The Meaning of Bridging

And here we are taking this new concrete step toward “Creating Peacemaking Communities for the New Millennium: Catholics and Mennonites Bridging the Divide.”  It is the paradox of “unintentional intentionality” as we follow the dream that God has set before us even when we never set out to create a bridging movement.  It is “unintentional” in that I never set out intentionally on a Mennonite Catholic Bridging journey.  Yet looking back along this path there has been amazing continuity and clarity even when we know not what the future holds.  But we know God holds the future as we intentionally and faithfully awaken to and live what God has set before us.  This Bridging vision has and will take a great intentional commitment to continue connecting these two great Christian traditions.
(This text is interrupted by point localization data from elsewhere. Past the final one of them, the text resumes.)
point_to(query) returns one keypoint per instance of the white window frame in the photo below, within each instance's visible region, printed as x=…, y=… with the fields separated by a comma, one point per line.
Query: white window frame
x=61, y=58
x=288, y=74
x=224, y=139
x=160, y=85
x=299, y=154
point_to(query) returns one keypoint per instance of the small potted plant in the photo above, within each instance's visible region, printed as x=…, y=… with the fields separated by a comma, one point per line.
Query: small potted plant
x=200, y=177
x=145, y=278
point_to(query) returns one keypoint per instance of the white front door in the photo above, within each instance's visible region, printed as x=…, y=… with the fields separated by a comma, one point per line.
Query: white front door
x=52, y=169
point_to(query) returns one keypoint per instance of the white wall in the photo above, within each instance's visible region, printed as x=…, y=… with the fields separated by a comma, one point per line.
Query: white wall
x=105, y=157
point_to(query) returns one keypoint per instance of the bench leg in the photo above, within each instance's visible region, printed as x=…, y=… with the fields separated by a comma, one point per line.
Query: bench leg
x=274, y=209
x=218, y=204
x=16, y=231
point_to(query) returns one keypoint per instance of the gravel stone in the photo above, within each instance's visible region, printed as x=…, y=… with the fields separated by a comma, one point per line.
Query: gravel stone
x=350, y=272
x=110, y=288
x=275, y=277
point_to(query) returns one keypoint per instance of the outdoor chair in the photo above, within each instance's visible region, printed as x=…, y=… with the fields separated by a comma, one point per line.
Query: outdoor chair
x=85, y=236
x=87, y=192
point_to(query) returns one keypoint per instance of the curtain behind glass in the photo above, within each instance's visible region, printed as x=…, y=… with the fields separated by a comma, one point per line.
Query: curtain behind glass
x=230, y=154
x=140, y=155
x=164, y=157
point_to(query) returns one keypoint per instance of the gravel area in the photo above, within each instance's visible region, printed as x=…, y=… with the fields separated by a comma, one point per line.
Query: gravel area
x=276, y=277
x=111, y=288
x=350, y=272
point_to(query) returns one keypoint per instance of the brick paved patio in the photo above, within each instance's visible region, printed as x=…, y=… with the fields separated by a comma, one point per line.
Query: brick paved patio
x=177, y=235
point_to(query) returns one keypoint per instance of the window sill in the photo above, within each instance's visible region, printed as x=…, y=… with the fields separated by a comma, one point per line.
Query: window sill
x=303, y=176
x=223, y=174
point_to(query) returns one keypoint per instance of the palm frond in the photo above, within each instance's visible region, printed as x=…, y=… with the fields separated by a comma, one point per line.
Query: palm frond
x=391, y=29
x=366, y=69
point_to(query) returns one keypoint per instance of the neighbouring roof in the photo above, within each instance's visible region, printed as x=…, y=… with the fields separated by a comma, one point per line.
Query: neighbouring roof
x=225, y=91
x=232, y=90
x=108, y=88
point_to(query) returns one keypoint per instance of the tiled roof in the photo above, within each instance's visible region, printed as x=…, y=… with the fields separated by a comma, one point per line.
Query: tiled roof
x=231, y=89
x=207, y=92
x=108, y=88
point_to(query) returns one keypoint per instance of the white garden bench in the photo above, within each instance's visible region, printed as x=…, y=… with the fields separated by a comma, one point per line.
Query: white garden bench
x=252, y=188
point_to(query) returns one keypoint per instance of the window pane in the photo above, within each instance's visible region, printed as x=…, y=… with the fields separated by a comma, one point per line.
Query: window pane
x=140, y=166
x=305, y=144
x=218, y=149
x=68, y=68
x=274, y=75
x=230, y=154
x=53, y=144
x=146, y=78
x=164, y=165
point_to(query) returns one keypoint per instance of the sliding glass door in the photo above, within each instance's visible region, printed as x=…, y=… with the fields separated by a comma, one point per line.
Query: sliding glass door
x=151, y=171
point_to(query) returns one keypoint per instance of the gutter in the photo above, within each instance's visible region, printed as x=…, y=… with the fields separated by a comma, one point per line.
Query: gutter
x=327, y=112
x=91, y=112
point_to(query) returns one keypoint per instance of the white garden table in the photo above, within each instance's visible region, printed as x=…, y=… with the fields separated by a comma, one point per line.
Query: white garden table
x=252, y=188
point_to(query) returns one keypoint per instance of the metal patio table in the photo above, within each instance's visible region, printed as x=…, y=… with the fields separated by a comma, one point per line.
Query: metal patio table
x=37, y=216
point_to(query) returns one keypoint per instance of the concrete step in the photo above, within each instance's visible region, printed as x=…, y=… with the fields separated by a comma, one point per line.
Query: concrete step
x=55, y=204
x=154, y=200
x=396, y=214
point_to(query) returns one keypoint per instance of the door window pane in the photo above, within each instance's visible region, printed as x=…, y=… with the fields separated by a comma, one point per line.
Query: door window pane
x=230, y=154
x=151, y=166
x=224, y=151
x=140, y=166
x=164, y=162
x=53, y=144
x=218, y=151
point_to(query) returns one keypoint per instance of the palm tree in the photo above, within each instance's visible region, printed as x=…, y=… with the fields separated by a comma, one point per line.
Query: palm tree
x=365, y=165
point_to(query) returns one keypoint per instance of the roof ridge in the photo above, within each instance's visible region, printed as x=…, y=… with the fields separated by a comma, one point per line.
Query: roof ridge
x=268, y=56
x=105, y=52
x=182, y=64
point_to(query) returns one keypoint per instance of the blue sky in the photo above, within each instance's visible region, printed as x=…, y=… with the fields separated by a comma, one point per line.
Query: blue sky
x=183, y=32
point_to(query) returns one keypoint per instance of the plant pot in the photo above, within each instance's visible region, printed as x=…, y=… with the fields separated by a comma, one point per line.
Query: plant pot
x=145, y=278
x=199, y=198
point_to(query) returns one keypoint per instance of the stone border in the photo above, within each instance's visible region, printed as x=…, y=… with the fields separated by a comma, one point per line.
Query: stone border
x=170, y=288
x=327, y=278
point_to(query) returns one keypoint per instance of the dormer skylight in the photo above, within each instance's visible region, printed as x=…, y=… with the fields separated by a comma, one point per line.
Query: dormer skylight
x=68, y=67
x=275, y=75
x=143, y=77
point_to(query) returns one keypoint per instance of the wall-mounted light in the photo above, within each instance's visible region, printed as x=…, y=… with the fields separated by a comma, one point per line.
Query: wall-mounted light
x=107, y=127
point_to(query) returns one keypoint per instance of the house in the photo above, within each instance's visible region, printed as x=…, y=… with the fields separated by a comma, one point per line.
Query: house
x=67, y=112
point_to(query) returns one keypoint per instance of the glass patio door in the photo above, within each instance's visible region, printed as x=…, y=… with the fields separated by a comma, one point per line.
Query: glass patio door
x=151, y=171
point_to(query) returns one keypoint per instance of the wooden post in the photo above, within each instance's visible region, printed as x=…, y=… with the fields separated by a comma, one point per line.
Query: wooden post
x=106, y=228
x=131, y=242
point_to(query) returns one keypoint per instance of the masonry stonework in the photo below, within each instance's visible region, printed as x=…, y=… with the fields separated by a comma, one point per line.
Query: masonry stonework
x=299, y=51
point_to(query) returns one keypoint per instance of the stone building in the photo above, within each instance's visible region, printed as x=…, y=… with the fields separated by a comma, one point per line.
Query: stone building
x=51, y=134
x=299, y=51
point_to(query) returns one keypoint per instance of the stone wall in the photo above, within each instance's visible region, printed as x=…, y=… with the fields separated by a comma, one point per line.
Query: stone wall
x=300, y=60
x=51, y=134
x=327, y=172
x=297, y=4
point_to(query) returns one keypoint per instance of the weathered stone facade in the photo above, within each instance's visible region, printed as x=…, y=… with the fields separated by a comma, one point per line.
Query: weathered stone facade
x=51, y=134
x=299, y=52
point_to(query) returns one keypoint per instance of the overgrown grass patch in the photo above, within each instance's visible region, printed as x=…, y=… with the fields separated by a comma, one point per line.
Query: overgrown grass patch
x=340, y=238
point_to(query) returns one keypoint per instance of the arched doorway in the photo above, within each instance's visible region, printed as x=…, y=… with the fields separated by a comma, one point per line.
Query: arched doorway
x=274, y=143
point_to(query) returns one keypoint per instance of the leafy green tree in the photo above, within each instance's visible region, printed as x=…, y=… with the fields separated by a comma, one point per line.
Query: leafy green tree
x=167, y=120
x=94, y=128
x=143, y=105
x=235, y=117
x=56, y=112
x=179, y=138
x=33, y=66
In this new century and new millennium our task is to be the Church as servant to the world.  This Catholic Mennonite Bridging task is to be sign and witness and an instrument of the reign of God already but not yet.

We have no formal rule or discipline other than the prayer that is in your packets which we have begun our sessions with here this weekend.  It is a prayer that God placed on Gerald’s heart, which he shared with us when 8 of us were here on retreat that turning point March weekend last year.  We urge you to pray it often knowing that others in this Bridging community are also praying these words.

In this Bridging vision, I am reminded often of the poet T. S. Eliot’s inspiring words near the end of the 4th of the “Four Quartets:”

We shall never cease from our exploring,

And the end of all our exploring,

Will be to arrive at the place where we began

And to know the place for the first time.

Terribilis est iste locus: “Full of awe is this place.”  Thanks be to God!